Isi dokumen itu termaktub dalam catatan harian komandan Operatie Kraai bernama Kolonel  Dirk Reinhard Adelbert van Langen.

Dalam catatan harian Kolonel van Langen dokumen itu tertulis secara jelas.

(Baca juga: Melalui Stasiun Radio AURI di Playen, Berita Serangan Umum 1 Maret 1946 Sampai ke Telingan PBB)

Dijelaskan bahwa van Langen telah mendapat perintah dari Jenderal Simon Spoor, Panglima militer Belanda di Hindia Timur (Indonesia).

Isi perintahnya adalah untuk menghabisi para pemimpin Indonesia lewat serbuan kilat Operatie Kraai, khususnya Presiden Soekarno.

Tapi perintah itu tidak dapat terlaksana secara mulus.

Pasalnya saat itu di Yogyakarta sudah hadir saksi dari delegasi Komite Tiga Negara untuk memantau perjuangan kemerdekaan Indonesia, yakni AS, Belgia, dan Australia.

Ketika Agresi Militer II berlangsung beberapa menteri sedang berada di luar Yogyakarta.

Mereka adalah Menteri Dalam Negeri Dr Sukiman, Menteri Persediaan Makanan IJ Kasimo, Menteri Kehakiman Susanto, dan lainnya sehingga mereka luput dari penangkapan tentara Belanda.

(Baca juga: Misteri Hubungan Bung Karno Dengan Ibu Terkasihnya)

Namun kemudian para menteri tersebut terus diburu oleh militer Belanda dan seorang di antaranya, yaitu Supeno Menteri Pembangunan dan Pemuda tewas tertembak.
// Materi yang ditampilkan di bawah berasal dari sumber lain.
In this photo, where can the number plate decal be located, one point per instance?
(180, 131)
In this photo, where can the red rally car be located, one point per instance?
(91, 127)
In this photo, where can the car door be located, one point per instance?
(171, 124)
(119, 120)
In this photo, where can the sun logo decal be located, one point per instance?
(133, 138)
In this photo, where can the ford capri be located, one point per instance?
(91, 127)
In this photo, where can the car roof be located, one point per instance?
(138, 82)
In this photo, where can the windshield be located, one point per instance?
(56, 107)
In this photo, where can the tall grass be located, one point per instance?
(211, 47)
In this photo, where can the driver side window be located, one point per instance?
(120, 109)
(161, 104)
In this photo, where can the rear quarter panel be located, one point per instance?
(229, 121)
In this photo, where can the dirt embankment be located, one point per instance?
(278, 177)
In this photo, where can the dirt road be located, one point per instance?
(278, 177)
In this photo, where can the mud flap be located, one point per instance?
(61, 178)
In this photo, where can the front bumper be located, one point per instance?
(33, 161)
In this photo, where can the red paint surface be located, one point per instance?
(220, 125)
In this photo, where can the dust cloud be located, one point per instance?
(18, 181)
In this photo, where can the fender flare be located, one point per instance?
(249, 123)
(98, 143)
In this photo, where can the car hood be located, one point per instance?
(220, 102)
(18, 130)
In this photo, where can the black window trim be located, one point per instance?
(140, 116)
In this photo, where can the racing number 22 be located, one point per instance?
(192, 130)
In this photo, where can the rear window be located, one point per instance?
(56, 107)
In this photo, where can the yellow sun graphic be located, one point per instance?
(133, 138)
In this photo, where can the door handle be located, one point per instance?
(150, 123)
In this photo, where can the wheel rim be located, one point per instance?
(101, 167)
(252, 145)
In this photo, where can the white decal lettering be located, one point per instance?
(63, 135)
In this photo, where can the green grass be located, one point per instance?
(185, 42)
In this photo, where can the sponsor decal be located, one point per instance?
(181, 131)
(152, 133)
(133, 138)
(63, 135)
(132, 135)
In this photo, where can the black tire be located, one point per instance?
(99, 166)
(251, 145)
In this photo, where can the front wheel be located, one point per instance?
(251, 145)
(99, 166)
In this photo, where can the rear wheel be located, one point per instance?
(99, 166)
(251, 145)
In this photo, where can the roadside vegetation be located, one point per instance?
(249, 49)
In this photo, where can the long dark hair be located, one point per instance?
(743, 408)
Bung Karno sendiri sebenarnya paham jika dirinya dalam Operatie Kraai akan dijadikan sebagai sasaran pembunuhan.

Oleh karena itu Bung Karno dan Bung Hatta memilih bertahan di Istana Negara.

Kebetulan pada hari itu Istana Negara juga merupakan tempat berkumpul orang-orang dari delegasi Komite Tiga Negara.

Pasalnya jika Bung Karno dan Bung Hatta memilih meninggalkan Istana Negara dengan pengawalan kurang memadai dan bertemu pasukan payung Belanda mereka pasti ditembak mati.

Jika kemudian Komite Tiga Negara menanyakannya, pasukan Belanda cukup berdalih bahwa Bung Karno dan Bung Hatta tewas akibat terjebak dalam aksi tembak menembak.

Kolonel van Langen sebenarnya sangat frustrasi ketika mengetahui Bung Karno dan Bung Hatta masih bertahan di Istana Negara.

(Baca juga: Keajaiban Turun ke Bumi, Bayi Ini Pernah Mengalami Dua Kali Proses Kelahiran Dalam Hidupnya)

Oleh karena itu ketika menangkap Bung Karno dan Bung Hatta yang sudah menyerah di Istana Negara, pasukan Belanda sengaja membawa keduanya menggunakan kendaraan jeep yang terbuka.

Tujuannya agar dalam perjalanan, jeep yang sengaja dijalankan secara pelan, diserang para pejuang RI sehingga mengakibatkan Bung Karno tewas.

Pasukan Belanda bahkan berharap Bung Karno melompat dari jeep untuk melarikan diri sehingga pasukan Belanda memiliki alasan untuk menembaknya.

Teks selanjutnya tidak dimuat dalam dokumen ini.